Laser Radar (LADAR) is employed similar to millimeter wave radar, but uses laser beams to scans and process the signal echoed from targets, to create a virtual picture of the area. The LADAR processor looks for familiar patterns in the scenes. The processor continuously compares these patterns with 3D targets files stored in the weapon’s memory. Due to its capability to scan large areas with very high precision, and its ability to gradually build a detailed picture of the area under surveillance, LADAR sensors are usually employed on loitering systems, which can look at the target from different angles, verify the target identification and select the best attack position for the desired effect.

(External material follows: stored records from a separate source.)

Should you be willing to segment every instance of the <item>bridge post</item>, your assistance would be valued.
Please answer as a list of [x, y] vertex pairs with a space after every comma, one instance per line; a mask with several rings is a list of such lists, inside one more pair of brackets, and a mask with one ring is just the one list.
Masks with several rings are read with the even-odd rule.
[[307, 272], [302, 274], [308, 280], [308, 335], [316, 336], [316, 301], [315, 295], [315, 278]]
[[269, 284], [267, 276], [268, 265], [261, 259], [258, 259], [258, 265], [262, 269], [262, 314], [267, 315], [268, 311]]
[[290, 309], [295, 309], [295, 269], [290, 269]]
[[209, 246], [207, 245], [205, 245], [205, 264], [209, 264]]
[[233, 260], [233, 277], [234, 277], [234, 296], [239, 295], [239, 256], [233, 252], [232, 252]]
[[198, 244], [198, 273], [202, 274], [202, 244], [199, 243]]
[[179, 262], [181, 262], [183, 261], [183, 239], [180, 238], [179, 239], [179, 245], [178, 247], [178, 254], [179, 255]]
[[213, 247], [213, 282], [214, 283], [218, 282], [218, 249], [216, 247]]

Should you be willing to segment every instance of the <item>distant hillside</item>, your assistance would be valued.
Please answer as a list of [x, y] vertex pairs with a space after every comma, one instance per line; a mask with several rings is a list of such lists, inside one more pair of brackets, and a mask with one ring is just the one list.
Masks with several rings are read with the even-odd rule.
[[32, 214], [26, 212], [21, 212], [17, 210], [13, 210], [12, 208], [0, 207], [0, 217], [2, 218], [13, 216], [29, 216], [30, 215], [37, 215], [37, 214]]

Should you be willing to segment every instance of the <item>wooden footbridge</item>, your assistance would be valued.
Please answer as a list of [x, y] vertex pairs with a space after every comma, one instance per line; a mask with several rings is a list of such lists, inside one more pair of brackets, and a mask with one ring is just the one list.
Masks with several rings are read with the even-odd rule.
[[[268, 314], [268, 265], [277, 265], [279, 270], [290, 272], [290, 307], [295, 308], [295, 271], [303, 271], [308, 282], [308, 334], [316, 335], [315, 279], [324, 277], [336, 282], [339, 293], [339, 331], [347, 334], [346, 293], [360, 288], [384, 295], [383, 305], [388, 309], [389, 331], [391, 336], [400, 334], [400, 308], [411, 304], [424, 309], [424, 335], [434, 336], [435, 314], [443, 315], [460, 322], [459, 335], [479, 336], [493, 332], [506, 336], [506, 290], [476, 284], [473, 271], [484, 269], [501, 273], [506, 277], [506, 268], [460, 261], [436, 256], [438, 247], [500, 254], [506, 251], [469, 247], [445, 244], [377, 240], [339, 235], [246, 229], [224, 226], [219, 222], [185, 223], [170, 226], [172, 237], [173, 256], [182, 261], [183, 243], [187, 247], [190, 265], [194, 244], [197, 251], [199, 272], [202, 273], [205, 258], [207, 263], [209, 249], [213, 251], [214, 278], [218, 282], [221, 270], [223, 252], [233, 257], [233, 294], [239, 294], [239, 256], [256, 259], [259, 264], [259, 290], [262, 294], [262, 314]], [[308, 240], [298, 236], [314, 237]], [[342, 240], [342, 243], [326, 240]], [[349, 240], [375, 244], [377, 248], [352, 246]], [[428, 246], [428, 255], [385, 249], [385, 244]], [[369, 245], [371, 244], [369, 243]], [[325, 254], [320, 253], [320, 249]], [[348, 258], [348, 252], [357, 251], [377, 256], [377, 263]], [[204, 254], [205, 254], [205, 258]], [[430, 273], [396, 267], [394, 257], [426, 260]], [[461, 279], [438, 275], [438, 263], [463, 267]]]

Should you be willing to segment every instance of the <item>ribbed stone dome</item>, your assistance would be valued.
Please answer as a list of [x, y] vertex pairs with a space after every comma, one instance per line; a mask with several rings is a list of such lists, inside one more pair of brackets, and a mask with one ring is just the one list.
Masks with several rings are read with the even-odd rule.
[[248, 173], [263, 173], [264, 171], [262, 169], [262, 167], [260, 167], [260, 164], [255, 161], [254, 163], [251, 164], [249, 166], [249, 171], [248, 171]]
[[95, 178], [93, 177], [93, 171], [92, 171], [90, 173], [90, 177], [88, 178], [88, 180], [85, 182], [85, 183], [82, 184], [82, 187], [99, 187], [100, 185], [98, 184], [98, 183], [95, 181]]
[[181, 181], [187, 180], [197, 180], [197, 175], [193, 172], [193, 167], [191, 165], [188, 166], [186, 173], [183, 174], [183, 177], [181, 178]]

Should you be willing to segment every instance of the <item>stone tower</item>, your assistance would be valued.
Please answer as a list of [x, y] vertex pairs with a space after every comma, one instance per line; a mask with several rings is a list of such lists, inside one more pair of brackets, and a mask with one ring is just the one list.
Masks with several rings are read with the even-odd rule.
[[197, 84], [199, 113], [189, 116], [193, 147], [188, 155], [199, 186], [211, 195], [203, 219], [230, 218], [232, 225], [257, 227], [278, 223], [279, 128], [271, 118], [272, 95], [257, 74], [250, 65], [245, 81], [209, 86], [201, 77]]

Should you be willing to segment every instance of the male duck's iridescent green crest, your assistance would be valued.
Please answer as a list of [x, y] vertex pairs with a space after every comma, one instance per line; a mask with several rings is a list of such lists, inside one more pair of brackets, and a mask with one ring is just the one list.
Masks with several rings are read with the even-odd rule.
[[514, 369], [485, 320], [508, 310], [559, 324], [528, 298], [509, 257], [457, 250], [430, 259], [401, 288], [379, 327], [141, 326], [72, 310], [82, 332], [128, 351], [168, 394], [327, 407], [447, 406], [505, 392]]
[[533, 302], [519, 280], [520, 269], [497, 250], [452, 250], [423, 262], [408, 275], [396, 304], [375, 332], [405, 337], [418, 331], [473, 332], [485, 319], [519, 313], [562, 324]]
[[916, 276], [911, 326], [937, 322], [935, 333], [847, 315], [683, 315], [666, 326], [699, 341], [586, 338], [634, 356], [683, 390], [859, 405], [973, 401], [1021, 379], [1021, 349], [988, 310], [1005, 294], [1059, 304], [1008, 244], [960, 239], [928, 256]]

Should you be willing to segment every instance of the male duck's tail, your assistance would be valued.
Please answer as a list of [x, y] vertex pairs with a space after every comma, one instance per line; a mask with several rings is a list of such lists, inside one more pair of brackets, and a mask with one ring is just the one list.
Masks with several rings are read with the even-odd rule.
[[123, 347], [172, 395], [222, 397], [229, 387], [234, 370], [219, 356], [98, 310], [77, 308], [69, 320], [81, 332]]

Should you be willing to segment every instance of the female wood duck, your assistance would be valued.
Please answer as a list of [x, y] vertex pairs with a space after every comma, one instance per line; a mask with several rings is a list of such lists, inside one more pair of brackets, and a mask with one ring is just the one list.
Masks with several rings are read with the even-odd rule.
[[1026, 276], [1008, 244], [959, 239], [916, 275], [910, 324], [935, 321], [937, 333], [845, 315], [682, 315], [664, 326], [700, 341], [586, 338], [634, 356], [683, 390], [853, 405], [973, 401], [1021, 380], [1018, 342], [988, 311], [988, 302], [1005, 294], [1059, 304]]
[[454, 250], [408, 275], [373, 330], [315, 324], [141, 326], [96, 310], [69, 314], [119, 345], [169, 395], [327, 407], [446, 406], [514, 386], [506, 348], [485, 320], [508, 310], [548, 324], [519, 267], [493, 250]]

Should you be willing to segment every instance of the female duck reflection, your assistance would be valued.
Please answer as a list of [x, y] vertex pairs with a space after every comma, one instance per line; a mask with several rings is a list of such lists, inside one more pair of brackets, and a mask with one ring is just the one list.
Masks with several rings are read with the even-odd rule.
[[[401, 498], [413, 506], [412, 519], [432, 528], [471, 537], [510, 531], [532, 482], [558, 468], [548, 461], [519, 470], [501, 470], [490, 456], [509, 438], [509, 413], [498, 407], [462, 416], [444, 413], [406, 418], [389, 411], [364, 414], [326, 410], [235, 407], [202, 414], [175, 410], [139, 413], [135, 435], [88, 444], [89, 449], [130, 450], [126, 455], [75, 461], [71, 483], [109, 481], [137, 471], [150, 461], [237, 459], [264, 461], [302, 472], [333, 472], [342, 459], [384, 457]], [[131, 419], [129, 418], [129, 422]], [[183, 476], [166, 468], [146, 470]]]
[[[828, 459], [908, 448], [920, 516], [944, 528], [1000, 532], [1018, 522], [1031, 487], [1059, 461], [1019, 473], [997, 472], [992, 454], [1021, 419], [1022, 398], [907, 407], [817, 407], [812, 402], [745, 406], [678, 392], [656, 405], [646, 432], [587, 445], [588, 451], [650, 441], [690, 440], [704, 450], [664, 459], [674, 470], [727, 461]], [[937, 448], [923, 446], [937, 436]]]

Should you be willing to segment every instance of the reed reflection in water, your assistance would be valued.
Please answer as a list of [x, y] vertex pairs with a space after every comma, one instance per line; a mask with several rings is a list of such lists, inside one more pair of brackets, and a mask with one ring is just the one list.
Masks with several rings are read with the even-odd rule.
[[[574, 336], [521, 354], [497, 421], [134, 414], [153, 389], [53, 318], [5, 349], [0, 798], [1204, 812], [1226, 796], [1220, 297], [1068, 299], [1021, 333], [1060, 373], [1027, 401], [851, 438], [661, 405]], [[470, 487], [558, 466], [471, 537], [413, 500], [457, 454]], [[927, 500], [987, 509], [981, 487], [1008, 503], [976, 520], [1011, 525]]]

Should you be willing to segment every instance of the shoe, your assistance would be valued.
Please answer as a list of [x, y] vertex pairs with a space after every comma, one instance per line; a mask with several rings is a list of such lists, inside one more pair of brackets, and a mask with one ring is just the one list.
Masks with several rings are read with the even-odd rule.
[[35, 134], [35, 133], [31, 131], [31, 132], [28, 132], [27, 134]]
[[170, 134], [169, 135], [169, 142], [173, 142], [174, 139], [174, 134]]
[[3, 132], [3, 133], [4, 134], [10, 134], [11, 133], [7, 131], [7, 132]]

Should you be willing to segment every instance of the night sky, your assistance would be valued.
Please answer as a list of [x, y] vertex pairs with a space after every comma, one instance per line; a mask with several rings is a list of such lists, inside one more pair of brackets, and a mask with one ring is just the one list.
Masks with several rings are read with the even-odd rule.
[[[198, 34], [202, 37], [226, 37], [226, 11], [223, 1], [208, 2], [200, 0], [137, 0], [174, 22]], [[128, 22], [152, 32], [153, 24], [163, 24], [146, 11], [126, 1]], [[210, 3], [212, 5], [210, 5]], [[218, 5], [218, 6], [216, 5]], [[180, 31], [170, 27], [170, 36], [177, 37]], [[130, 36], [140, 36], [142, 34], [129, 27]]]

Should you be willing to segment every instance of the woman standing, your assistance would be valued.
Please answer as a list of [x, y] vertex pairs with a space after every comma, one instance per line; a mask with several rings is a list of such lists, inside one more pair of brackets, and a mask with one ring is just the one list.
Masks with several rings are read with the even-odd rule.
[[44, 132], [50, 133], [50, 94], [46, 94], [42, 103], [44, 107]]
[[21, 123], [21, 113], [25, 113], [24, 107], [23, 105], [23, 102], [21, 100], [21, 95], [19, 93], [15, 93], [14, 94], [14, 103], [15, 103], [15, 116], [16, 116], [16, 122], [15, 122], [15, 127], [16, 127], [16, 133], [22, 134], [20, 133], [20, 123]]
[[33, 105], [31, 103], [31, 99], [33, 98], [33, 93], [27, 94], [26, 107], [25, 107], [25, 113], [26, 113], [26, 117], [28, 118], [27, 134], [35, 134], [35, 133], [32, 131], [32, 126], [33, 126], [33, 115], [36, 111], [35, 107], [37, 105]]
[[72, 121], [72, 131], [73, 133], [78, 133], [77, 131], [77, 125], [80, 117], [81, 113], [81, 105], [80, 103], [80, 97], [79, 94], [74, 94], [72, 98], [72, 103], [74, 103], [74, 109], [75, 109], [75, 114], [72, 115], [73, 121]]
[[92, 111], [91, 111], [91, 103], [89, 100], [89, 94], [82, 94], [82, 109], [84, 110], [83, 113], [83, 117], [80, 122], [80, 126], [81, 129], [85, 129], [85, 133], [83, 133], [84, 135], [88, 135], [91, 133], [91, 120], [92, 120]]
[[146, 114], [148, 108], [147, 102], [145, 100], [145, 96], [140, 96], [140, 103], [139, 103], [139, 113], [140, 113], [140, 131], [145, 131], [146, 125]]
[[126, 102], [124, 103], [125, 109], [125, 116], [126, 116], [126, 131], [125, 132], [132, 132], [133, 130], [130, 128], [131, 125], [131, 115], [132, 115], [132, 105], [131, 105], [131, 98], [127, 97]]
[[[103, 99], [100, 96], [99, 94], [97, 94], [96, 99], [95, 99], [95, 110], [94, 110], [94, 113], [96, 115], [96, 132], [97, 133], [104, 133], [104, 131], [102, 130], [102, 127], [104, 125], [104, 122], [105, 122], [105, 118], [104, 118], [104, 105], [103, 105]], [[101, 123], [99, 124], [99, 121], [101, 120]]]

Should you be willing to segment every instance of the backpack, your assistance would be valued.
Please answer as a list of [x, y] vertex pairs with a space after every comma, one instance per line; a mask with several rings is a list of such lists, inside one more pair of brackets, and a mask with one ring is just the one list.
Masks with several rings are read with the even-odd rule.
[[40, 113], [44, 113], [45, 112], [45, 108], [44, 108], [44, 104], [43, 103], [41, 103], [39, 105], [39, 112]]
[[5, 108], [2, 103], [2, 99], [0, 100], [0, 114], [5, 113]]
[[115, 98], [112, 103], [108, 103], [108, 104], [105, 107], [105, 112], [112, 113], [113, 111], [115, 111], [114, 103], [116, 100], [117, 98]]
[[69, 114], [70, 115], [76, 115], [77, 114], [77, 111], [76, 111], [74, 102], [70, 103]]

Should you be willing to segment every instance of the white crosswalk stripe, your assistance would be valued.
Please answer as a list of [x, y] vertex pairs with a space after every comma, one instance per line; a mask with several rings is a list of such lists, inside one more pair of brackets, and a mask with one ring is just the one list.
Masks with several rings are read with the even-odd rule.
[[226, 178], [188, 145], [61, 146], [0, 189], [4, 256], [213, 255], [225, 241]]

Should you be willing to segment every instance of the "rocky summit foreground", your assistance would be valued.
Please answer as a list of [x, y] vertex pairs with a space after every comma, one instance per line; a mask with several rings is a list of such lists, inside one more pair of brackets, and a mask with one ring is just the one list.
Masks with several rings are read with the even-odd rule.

Laser Radar (LADAR) seeker can detect objects and identify specific features with very high definition of up to 15cm resolution (from a distance of 1,000 meers). An Automatic Target Acquisition (ATA) algorithm continually processes the images to identify and acquire targets based on 3D templates preloaded into the weapon’s memory before the mission. The process determines if priority targets are present in the area, and when evidence of such targets is detected, the weapon is commanded to loiter over the suspected target, to acquire more data. Gradually, a 3D image of the target is generated, to either reject or verify the target. Once a target is verified and assigned for attack, the weapon is commanded to place itself in a position and aim to the point that will yield the best effect on the target.
On 24 May 2006 Lockheed Martin was awarded a US $7.8 million contract for the development of a 3D laser radar for the US Air Force Predator UAV fleet. the Predator Imaging Laser Radar program, will demonstrates a 3-dimensional imaging laser radar sensor suitable for installation on an unmanned air vehicle (UAV) such as a Predator, meeting the volume and weight constraints of such platform. The program is scheduled to continue through May 2009.